I can only think that women are seen by women as different from men. The head of the National Organisation of Women in the US, Terry O’Neill, wants parity of gender in Obama’s cabinet:
I think that if half of the cabinet were women and half of the Supreme Court and half of Congress were women, we would see a lot more policies for expanding education and health care and social services that allow communities to thrive,’ O’Neill explained. ‘We’d see a lot less spending on military weapons systems, and we would also see a lot less of the most powerful, moneyed people not paying their fair share.’
What happened to the best person for the job? Don’t even ask. And yet there is this other side of the story which suggests that women don’t get to the top because they don’t want to.

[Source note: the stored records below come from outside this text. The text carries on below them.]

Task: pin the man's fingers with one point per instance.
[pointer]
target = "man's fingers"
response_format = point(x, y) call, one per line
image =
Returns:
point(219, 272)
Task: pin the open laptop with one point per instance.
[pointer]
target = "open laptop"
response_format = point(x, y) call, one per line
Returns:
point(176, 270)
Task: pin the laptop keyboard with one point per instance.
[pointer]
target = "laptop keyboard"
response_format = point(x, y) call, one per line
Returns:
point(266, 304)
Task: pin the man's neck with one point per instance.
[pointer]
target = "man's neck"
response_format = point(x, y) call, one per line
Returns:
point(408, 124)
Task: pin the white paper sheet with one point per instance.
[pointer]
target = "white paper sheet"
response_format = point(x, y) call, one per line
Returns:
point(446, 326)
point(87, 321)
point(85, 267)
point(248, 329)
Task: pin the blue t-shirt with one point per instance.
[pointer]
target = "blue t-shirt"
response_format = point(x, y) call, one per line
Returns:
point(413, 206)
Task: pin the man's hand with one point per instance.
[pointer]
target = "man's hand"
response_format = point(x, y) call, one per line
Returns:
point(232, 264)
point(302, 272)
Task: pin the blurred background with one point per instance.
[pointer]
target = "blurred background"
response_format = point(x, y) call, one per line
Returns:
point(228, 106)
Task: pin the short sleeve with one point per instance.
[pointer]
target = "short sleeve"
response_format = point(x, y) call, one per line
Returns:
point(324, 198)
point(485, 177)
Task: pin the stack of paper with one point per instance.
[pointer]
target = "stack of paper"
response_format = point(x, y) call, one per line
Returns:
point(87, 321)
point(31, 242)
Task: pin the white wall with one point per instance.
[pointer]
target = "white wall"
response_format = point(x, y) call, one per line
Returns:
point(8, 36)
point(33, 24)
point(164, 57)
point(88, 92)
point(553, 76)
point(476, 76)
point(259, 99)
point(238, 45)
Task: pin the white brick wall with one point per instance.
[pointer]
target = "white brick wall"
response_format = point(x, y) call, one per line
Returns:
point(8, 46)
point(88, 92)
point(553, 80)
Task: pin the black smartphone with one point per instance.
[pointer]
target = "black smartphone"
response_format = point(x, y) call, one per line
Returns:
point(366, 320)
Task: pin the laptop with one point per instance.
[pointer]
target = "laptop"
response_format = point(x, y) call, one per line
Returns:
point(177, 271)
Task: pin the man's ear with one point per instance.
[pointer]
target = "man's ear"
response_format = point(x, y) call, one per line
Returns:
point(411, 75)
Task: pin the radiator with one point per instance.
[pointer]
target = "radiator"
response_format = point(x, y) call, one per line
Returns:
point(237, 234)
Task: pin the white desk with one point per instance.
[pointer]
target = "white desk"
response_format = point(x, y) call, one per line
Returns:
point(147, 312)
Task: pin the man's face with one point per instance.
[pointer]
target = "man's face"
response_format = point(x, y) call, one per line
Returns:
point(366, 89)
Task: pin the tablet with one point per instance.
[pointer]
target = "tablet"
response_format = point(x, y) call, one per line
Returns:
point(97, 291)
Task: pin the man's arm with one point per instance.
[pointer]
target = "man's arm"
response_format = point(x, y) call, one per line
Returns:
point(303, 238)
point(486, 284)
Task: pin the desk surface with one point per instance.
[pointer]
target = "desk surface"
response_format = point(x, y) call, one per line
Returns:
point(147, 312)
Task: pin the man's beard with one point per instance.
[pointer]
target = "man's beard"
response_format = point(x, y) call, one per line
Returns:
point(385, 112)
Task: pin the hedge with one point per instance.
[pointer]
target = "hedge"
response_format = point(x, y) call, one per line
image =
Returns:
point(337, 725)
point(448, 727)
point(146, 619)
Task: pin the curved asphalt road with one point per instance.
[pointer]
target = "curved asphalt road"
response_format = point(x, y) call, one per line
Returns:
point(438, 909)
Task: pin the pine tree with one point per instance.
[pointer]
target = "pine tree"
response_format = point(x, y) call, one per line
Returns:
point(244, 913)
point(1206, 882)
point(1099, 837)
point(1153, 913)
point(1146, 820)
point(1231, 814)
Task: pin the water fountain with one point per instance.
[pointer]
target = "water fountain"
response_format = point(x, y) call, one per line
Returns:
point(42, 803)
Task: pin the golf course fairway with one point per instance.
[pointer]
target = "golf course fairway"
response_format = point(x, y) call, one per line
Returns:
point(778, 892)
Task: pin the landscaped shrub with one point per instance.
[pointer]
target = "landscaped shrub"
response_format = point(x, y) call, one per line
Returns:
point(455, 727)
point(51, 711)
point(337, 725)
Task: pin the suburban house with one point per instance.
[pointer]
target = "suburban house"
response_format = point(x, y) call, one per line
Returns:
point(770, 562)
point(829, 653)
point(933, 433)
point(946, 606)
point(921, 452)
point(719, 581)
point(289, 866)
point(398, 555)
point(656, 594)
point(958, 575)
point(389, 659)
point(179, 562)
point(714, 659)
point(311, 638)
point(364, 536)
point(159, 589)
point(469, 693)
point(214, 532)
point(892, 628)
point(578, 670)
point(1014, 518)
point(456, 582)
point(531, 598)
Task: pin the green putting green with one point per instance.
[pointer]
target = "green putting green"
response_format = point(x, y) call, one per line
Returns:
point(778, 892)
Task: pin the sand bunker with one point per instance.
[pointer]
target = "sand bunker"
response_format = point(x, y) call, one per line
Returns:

‘Why Women Still Can’t Have It All,’ a recent, widely discussed Atlantic cover story, should help redirect the conversation to the obvious: it’s the kids. The author, Princeton professor Anne-Marie Slaughter, described leaving ‘work I loved’—being the director of policy planning at the State Department, and the first female one, at that—to spend more time with her troubled teenage son. She had discovered, you see, that running a government agency means that you don’t see your kids much.
Slaughter stumbled onto a truth that many are reluctant to admit: women are less inclined than men to think that power and status are worth the sacrifice of a close relationship with their children. Academics and policymakers in what’s called the “work/family” field believe that things don’t have to be this way. But nothing in the array of work/family policy prescriptions—family leave, child care, antidiscrimination lawsuits, flextime, and getting men to cut their work hours—will lead women to infiltrate the occupational 1 percent. They simply don’t want to.
And the conclusion after a very long article:
Most women will continue to prefer long maternity leave, reduced hours, and part-time and flexible jobs. The end of men? Not in Alphaville.
The world of work is long, hard, exacting, tedious and competitive especially at the top. It wears you down. If there’s a nicer, sweeter, more gentle alternative it is not surprising when someone chooses that alternative instead.